Dans un discours prononcé le 20 septembre 2021 devant plus de 300 harkis, le Président Macron a regretté les « manquements » passés de la République vis-à-vis de certains de ses « enfants ». « Aujourd’hui, au nom de la France, (…) je demande pardon », a-t-il déclaré, souhaitant « panser les plaies tant qu’elles ne seront pas refermées ». Cependant, la réparation pécuniaire ne suffit pas et le Président de la République a confié au Gouvernement la rédaction d’un « texte de loi de reconnaissance et de réparation » ; une commission nationale devrait être mise en place, pour « superviser le processus de recueil des témoignages des victimes » de ce que le chef de l’Etat a appelé « l’abandon militaire » et « la maltraitance des familles sur notre sol ». Ces déclarations cherchent à mettre fin à la tension toujours présente chez les harkis, sans pourtant réécrire l’histoire et donner une vérité politique à un conflit historique. La démarche suivie par le chef de l’Etat, qui vise également à normaliser nos relations avec l’Algérie, n’est pas complètement originale, le texte doit donner lieu à réparation pour garder la mémoire de la période.

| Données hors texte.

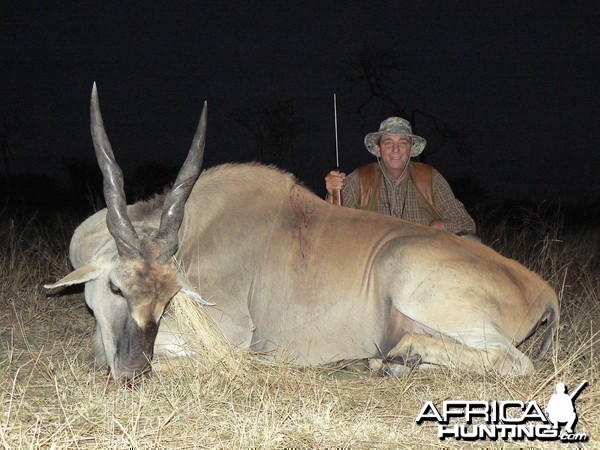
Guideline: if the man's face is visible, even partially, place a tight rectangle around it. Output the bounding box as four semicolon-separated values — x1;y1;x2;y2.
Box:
377;134;411;178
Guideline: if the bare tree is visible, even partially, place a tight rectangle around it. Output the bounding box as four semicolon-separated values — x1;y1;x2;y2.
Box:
345;43;468;158
233;100;306;173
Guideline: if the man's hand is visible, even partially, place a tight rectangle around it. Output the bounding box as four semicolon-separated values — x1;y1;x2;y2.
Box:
325;170;346;196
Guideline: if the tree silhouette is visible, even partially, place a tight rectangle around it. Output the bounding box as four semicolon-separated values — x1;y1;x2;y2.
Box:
345;43;468;160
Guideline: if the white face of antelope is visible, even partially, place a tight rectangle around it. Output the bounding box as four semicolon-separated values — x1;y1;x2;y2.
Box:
46;84;206;381
85;243;180;382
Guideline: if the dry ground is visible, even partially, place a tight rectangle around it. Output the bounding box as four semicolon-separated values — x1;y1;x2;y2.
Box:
0;214;600;449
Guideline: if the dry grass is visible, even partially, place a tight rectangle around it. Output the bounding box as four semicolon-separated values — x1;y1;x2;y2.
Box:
0;214;600;449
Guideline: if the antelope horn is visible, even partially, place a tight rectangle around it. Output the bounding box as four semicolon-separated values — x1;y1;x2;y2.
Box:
155;102;206;264
90;83;141;258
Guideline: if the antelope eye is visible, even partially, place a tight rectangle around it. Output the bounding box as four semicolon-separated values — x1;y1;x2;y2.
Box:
108;281;124;297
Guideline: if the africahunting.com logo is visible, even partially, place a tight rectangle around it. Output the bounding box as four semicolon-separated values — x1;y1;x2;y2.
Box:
415;380;588;442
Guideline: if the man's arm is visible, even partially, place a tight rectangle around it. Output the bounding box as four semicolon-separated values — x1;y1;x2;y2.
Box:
433;169;477;234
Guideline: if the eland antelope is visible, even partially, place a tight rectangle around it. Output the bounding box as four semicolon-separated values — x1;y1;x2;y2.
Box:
46;85;559;380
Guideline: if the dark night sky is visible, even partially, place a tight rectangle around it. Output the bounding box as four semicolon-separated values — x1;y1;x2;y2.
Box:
0;1;600;201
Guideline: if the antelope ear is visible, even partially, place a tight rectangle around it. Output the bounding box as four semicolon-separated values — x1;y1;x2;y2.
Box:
44;264;101;290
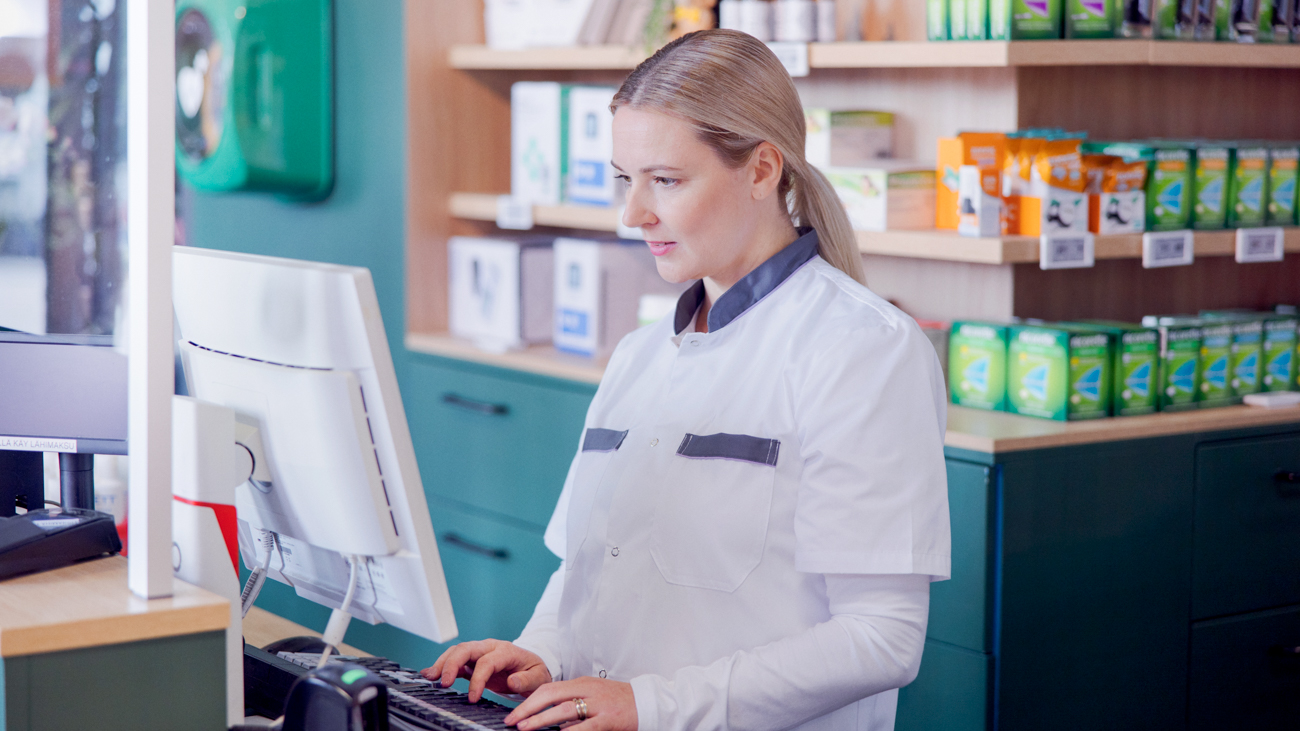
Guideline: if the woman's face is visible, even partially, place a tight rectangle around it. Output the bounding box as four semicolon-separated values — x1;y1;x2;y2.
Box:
614;107;789;289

Un pardon au nom de la France dans la lignée de la reconnaissance de la responsabilité de la France pendant la seconde guerre mondiale ?

En son temps, le Président de la République Jacques Chirac avait ouvert la voie à une reconnaissance de la responsabilité de la France, de la République française, pour les rafles de Juifs effectuées en France, suivies de déportations de plusieurs milliers de personnes. Le 16 juillet 1995, lors de la cérémonie commémorant la rafle du Vel d’hiv de juillet 1942, le chef de l’Etat avait évoqué ces « moments qui blessent la mémoire ».  « La France, patrie des Lumières et des Droits de l’Homme, terre d’accueil et d’asile, la France, ce jour-là, accomplissait l’irréparable ». Il fallait donc pour Jacques Chirac témoigner et surtout « reconnaître les fautes du passé, les fautes commises par l’Etat ». Il reconnaissait alors une faute collective de la France, qu’elle s’appelle République ou Etat français ; certes, la France des lumières n’a jamais été à Vichy, mais la continuité de l’Etat impose cette responsabilité. Il faut assumer cette faute collective.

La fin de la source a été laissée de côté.